6. En second lieu, si M. B... se réfère à l'IRM pratiquée le 13 février 2014 qui retenait une gonarthrore bicompartimentale plus marquée en interne avec lésion dégénérative méniscale interne, une arthrose fémoro-patellaire marquée et enfin un kyste poplité, l'expert judiciaire qui a consulté cet examen d'imagerie produit par le requérant, comme il a été dit au point 4, a exclu l'épanchement intra-articulaire et n'a pas relevé la présence d'un kyste poplité ou d'une lésion dégénérative méniscale interne. Aucun élément ne permet de remettre en cause l'appréciation de l'expert judiciaire sur ce point. Il en résulte également que la circonstance invoquée par M. B... qu'il avait été proposé en 1998 de porter son taux d'invalidité à 20% alors qu'à cette date il n'avait aucune lésion méniscale, demeure sans incidence.

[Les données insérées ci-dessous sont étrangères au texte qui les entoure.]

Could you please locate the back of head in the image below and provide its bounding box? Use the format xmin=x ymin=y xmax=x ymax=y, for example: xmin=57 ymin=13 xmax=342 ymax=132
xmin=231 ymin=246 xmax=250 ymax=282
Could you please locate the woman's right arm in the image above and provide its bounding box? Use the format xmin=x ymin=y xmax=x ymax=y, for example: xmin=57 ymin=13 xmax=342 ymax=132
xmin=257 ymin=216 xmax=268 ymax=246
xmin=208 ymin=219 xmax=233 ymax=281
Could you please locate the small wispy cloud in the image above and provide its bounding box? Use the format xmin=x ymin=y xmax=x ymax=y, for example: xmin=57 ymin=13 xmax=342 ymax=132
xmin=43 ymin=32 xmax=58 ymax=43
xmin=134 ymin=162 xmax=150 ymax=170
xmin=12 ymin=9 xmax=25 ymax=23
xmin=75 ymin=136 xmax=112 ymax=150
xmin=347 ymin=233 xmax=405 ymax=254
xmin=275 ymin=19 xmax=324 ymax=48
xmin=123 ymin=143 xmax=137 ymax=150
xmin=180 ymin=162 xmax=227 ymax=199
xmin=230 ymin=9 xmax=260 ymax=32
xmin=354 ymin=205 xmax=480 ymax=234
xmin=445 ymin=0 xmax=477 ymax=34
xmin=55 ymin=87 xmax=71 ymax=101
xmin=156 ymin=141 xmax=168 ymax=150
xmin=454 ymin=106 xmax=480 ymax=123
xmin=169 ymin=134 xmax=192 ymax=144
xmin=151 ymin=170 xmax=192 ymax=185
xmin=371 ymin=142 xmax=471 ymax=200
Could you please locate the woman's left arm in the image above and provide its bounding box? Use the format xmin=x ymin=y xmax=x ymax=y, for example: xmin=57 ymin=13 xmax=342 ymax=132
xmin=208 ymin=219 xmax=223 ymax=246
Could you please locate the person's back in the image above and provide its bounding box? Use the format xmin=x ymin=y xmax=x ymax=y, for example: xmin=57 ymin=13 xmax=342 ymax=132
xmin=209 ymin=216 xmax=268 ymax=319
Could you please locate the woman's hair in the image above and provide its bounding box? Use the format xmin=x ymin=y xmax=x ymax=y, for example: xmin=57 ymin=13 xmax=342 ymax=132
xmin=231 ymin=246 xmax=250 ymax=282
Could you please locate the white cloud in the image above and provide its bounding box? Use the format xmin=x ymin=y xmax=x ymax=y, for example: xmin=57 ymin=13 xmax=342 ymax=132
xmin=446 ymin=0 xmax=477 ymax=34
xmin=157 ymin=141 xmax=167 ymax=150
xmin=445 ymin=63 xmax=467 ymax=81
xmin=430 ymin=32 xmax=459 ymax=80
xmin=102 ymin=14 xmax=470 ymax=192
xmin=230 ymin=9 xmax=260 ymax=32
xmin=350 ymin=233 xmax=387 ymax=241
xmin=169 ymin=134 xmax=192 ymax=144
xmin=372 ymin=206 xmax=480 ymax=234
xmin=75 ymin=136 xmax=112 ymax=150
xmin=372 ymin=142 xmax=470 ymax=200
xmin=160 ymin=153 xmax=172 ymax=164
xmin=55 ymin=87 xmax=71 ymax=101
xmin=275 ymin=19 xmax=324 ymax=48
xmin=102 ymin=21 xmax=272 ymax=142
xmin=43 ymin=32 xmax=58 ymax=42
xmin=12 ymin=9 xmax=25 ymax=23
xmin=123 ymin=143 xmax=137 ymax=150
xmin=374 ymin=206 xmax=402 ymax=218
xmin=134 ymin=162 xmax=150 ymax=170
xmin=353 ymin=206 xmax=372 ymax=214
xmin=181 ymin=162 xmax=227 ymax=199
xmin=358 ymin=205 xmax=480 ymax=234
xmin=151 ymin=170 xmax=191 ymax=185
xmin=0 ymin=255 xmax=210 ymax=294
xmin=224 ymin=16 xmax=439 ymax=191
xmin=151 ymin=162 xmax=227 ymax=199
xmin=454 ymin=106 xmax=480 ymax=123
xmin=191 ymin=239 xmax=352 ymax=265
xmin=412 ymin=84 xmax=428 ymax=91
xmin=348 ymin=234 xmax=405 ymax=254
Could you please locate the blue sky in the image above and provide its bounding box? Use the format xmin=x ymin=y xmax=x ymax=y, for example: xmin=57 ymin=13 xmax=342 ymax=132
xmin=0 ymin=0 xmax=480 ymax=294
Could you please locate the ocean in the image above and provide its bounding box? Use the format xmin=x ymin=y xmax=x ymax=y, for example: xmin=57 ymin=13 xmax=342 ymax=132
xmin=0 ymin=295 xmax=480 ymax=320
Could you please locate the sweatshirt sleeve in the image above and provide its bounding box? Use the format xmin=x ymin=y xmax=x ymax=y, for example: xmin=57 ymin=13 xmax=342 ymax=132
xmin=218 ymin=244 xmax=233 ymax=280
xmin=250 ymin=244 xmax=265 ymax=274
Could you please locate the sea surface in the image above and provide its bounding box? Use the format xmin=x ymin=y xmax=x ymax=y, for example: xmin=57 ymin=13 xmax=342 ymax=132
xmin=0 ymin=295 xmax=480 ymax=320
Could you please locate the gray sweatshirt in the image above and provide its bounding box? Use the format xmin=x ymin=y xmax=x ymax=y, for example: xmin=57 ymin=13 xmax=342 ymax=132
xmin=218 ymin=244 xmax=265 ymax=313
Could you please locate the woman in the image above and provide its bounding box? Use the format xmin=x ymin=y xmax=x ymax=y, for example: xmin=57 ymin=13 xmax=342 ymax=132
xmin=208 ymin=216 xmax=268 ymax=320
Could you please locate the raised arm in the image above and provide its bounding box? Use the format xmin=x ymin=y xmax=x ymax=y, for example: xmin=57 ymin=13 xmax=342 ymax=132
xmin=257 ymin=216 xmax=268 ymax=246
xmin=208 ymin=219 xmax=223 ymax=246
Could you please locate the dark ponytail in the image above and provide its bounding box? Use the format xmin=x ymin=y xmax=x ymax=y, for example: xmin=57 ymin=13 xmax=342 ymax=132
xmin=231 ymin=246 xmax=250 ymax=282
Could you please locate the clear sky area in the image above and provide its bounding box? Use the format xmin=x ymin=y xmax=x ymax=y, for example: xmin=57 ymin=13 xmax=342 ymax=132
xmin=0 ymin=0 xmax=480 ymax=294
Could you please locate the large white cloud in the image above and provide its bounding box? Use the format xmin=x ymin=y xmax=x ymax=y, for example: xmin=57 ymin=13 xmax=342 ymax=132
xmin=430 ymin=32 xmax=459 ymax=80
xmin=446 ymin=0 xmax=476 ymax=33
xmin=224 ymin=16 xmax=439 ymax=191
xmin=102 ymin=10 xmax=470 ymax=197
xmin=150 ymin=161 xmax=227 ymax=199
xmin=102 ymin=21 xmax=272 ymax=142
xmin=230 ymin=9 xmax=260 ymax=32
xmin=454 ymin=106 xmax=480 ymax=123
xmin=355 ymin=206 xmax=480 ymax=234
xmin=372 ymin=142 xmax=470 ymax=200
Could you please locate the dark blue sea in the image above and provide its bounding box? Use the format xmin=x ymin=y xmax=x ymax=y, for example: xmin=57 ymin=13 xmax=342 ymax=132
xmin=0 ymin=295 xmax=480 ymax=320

7. Il résulte de l'ensemble des constatations médicales qui viennent d'être rappelées qu'il n'est pas rapporté la preuve d'une aggravation permettant de reconnaître le pourcentage d'invalidité résultant de l'infirmité en cause supérieur de 10 points par rapport au pourcentage antérieur.

8. Il résulte de tout ce qui précède, et sans qu'il soit besoin d'ordonner une nouvelle expertise médicale, que M. B... n'est pas fondé à soutenir que c'est à tort que, par le jugement attaqué, le tribunal des pensions militaires d'invalidité de Bourges a rejeté sa demande tendant à l'annulation de la décision du 8 juillet 2016.

Sur les dépens :

9. Les dépens sont maintenus, dans les circonstances de l'espèce, à la charge définitive de l'Etat.
DÉCIDE :
Article 1er : La requête de M. B... est rejetée.
Article 2 : Les dépens sont maintenus à la charge définitive de l'Etat.
Article 3 : Le présent arrêt sera notifié à M. D... B... et à la ministre des armées.


Délibéré après l'audience du 11 juin 2021, à laquelle siégeaient :
- M. Gaspon, président de chambre,
- M. Coiffet, président-assesseur,
- Mme Gélard, première conseillère.


Rendu public par mise à disposition au greffe, le 29 juin 2021.
Le rapporteur,
O. CoiffetLe président,
O. GASPON
La greffière,
P. CHAVEROUX


La République mande et ordonne à la ministre des armées en ce qui la concerne, et à tous huissiers de justice à ce requis en ce qui concerne les voies de droit commun contre les parties privées, de pourvoir à l'exécution de la présente décision.